Coleman Clark, at the time another Parker Brothers partisan--he was their 1932 APPA National Champion--in his (1933) Modern Ping-Pong speaks of the "constant efforts of the Parkers," even from as early as 1915, to popularize the game in the U.S. (75). So surely they were aware of pockets of players around the country holding good-sized tournaments according to whatever local playing conditions might be arranged and whatever local rules might be enforced. Hence were not the possibilities of a very large market almost endless? Why, far-off California had already had its first State Championship as early as the middle 1920’s (TTT, Jan., 1935, 2).
That there was a huge need for standardization of play in the United States in the '20's can easily be imagined. There were many players--in homes, Y's, Men's Clubs for the privileged and Boys' Clubs for the not so privileged--who enjoyed batting the ping-pong ball around, often on makeshift tables, and generally with sandpaper or plain wooden rackets, using every homemade grip imaginable. Dr. Stanley Morest, a former President of the then USTTA (now the USATT), in his Kansas City Table Tennis League Official Handbook 1939-40 cites George Kieffer as the best player in that area in the 1920's (11), and elsewhere remarks that Kieffer didn’t use the handle of the racket at all, but, clamping his hand round the racket edges, palmed the entire blade!**
Morest also tells us how, in this so-called Heartland of America, James B. Schwitgebel, Secretary of that Kansas City, Missouri Boys' Club where Kieffer registered his 1922-24 City triumphs (18), had drawn "courts" on the Club tables with white chalk, patterned after lawn tennis; had built nets "of solid wood in a removable frame" (the better to use the tables for other games); and had provided his charges with long-lasting fiber board, pressed wood rackets (18)--which, from the pictures I've seen, I dourly fancy look like stern schoolmasters’ very large paddles. At first, these young players banged back and forth, and doubtless all around, sponge rubber balls, but then the more adaptable celluloid ones appeared that (Ohh, not another one broke!) "could be purchased only with complete table tennis sets" (10-11).

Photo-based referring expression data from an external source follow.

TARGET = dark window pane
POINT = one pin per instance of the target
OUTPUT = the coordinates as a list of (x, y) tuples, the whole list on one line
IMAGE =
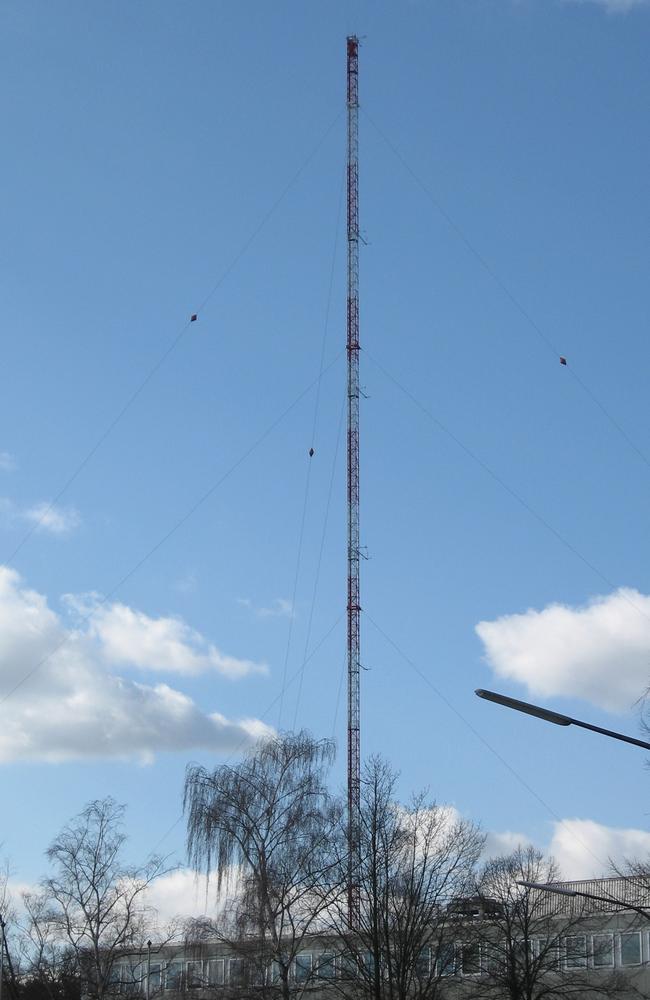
[(631, 948)]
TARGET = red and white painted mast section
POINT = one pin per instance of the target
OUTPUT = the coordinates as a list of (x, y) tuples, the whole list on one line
[(353, 605)]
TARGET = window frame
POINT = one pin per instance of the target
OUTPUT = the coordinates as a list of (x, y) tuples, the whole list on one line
[(584, 960), (630, 934), (612, 950)]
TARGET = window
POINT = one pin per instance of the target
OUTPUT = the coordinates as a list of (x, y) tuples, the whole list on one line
[(602, 951), (423, 963), (325, 965), (154, 978), (447, 959), (576, 951), (235, 972), (303, 967), (367, 963), (348, 966), (493, 957), (631, 948), (216, 972), (194, 975), (173, 976), (116, 976), (471, 959)]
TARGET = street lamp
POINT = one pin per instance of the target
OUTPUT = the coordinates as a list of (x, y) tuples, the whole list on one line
[(555, 717), (562, 891)]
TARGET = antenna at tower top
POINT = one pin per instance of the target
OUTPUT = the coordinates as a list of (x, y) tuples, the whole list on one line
[(353, 605)]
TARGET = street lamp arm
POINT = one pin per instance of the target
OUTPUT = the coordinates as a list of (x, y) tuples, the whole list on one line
[(555, 717)]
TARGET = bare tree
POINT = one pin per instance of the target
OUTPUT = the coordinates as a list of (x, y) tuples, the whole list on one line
[(415, 860), (534, 943), (268, 827), (92, 908)]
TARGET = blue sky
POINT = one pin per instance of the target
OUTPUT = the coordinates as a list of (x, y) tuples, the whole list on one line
[(168, 158)]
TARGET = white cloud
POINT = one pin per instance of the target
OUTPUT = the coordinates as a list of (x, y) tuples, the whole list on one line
[(498, 844), (127, 636), (48, 517), (584, 848), (279, 607), (183, 893), (62, 701), (599, 652), (42, 516), (614, 6)]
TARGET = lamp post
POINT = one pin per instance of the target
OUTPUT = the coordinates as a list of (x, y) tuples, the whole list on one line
[(555, 717), (562, 891)]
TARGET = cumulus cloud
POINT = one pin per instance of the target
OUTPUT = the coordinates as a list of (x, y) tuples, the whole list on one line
[(42, 516), (128, 636), (614, 6), (279, 607), (183, 894), (585, 849), (55, 520), (599, 651), (498, 844), (63, 701)]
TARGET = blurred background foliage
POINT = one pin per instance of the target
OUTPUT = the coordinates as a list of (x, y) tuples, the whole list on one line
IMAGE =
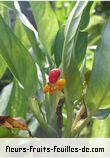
[(100, 11)]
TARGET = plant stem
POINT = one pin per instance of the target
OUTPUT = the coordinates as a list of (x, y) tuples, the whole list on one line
[(69, 118), (36, 111)]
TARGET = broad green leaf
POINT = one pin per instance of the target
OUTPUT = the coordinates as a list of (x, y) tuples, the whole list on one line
[(101, 114), (32, 35), (20, 33), (98, 87), (3, 67), (73, 88), (5, 132), (4, 98), (81, 46), (46, 22), (8, 4), (101, 128), (58, 46), (18, 59), (17, 105)]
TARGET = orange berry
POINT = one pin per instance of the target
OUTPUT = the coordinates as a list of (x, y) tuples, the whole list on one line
[(54, 75), (61, 82), (46, 88), (52, 90), (59, 88)]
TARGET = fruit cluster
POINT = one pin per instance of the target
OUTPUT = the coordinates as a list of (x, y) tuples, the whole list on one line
[(55, 84)]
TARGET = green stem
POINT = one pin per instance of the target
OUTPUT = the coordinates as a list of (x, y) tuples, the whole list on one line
[(76, 131), (69, 118), (36, 111)]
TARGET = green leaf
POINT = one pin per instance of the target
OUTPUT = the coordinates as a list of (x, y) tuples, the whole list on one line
[(18, 59), (73, 88), (102, 114), (8, 4), (46, 22), (101, 128), (20, 33), (3, 67), (17, 105), (81, 46), (58, 46), (4, 98), (98, 88), (36, 52)]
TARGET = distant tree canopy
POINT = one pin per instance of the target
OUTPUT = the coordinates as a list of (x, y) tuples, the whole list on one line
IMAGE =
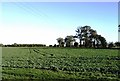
[(87, 38)]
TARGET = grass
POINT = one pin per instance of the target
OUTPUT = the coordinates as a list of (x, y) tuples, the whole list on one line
[(60, 63)]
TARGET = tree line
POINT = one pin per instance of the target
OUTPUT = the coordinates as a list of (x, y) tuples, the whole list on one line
[(88, 37)]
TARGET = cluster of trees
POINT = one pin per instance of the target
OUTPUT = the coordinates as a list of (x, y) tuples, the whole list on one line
[(23, 45), (87, 38)]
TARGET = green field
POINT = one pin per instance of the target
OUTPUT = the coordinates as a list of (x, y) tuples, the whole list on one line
[(60, 63)]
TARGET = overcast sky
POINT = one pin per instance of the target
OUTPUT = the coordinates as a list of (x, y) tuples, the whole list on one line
[(38, 22)]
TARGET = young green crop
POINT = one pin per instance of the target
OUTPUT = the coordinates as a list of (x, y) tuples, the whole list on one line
[(33, 63)]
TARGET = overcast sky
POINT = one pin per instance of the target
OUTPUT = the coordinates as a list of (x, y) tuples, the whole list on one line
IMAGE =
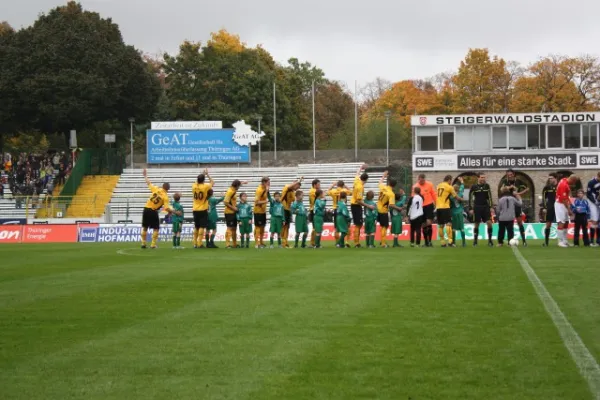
[(392, 39)]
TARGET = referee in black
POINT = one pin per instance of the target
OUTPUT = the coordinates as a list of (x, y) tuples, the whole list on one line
[(516, 187), (480, 204)]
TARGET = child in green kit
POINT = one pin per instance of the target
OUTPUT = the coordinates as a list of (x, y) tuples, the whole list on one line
[(213, 217), (301, 223), (397, 216), (458, 218), (244, 216), (370, 219), (177, 221), (319, 216), (276, 211), (342, 220)]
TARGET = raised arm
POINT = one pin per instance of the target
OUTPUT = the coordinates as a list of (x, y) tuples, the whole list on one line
[(145, 173)]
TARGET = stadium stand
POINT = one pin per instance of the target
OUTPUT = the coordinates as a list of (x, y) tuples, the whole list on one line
[(131, 191)]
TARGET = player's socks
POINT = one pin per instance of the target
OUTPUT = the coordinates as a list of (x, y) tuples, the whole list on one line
[(522, 232), (285, 233), (234, 238), (201, 233), (154, 238), (144, 236), (383, 236), (227, 238), (450, 234)]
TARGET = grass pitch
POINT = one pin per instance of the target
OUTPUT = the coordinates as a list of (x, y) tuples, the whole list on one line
[(110, 321)]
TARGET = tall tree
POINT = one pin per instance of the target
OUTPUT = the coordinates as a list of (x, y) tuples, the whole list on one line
[(70, 70), (480, 83)]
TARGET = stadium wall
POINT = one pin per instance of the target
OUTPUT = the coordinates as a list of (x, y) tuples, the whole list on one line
[(401, 157)]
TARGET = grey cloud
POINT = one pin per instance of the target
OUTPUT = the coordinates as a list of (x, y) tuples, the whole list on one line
[(357, 40)]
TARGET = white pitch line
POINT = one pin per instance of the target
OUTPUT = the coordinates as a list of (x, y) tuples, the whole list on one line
[(587, 364)]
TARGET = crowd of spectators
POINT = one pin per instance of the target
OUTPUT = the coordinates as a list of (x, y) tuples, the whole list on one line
[(32, 174)]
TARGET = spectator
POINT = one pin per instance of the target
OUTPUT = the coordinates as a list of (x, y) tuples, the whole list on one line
[(62, 173), (56, 161)]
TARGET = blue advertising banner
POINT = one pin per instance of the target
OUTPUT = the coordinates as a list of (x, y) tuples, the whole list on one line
[(195, 146), (13, 221)]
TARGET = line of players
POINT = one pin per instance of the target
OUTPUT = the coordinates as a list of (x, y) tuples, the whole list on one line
[(446, 201)]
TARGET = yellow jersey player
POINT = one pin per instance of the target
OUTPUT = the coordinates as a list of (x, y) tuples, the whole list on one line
[(357, 203), (288, 195), (260, 211), (386, 199), (231, 210), (312, 196), (200, 207), (445, 192), (150, 218), (334, 192)]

Yes, Ping-Pong in the U.S. was here, there, and everywhere to be developed, and who better to develop it than Parker Brothers. It was, after all, as they said, their game. And although their rules were undoubtedly shaped by both the English TTA and PPA, and although Montagu said they had been "redrafted to accord in practice--not in wording--with copies of the ITTF rules he himself had forwarded to them in 1928-29" (38), their spokesperson Schaad in 1930 could straight-faced still insist--and yet rightly insist:
"The Ping-Pong Association has adopted the registered Ping-Pong and its laws because, among other advantages, it details a single source of responsibility, which confused and unstandardized sources of production cannot possess" (29).

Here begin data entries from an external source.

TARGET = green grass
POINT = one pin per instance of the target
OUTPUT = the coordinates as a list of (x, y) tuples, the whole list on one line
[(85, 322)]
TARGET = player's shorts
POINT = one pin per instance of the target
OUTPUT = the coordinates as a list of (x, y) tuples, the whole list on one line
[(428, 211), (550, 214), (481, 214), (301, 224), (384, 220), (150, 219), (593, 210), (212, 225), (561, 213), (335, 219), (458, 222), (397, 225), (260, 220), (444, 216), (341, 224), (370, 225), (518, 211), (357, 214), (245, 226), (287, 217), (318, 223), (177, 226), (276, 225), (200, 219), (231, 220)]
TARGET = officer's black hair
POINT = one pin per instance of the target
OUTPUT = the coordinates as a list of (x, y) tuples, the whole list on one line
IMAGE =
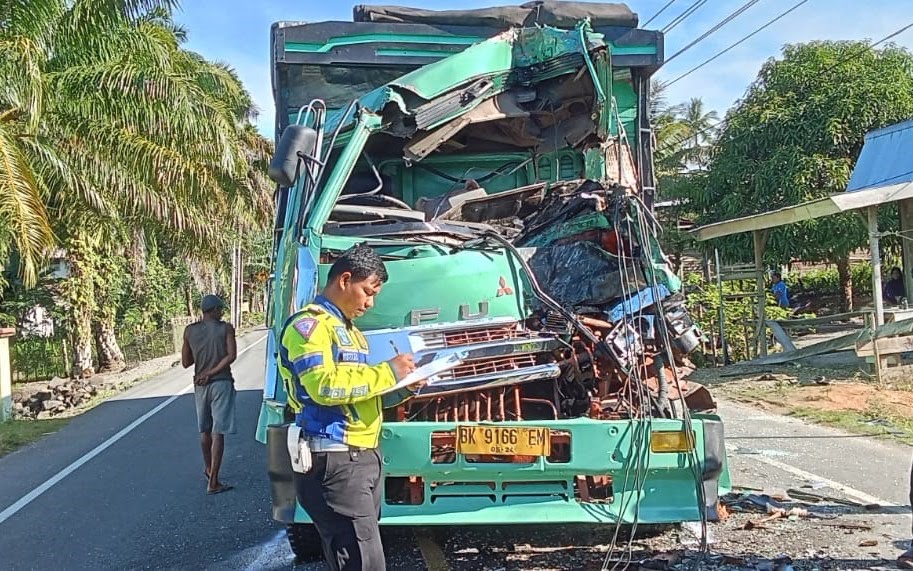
[(361, 261)]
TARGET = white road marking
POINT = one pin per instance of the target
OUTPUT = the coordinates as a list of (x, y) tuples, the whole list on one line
[(846, 490), (50, 482), (269, 552)]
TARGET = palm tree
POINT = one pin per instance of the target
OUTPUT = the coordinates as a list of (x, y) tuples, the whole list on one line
[(108, 125), (700, 126)]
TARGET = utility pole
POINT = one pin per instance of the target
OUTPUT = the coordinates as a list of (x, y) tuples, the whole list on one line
[(235, 295)]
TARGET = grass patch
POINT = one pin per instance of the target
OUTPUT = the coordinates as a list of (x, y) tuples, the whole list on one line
[(868, 423), (16, 433)]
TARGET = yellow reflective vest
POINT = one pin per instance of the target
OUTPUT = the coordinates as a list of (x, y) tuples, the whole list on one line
[(331, 388)]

Who could quarrel with the need to organize the players and form an Association? In a country the size of the U.S., even were the wherewithal available, this networking would not be an easy task. It might take years and years to get thousands of members.The relatively minescule differences between past Table Tennis and Ping-Pong Associations were really of little consequence. The important question was, How might an organization appeal (much like the movies were more and more going to do) to all kinds of people from all walks of life? How might this organization--the Parker Brothers APPA--give the game some much needed sophistication, some glamour?...
By starting in New York, New York, of course--a wonderful town....But also one wherein all that glitters in the melting pot doesn’t come out gold.
*Gurney, 11. I’ve a copy of Schaad’s Ping-Pong that has its cover rubber-stamped in red "Presented With Ping Pong Set/Compliments of Parker Brothers," so naturally when Schaad speaks of Parker’s "excellent book" that helped "to bring the game into overwhelming popularity" (28), he’s not going to make the distinction that this Parker was no relation to Parker Brothers.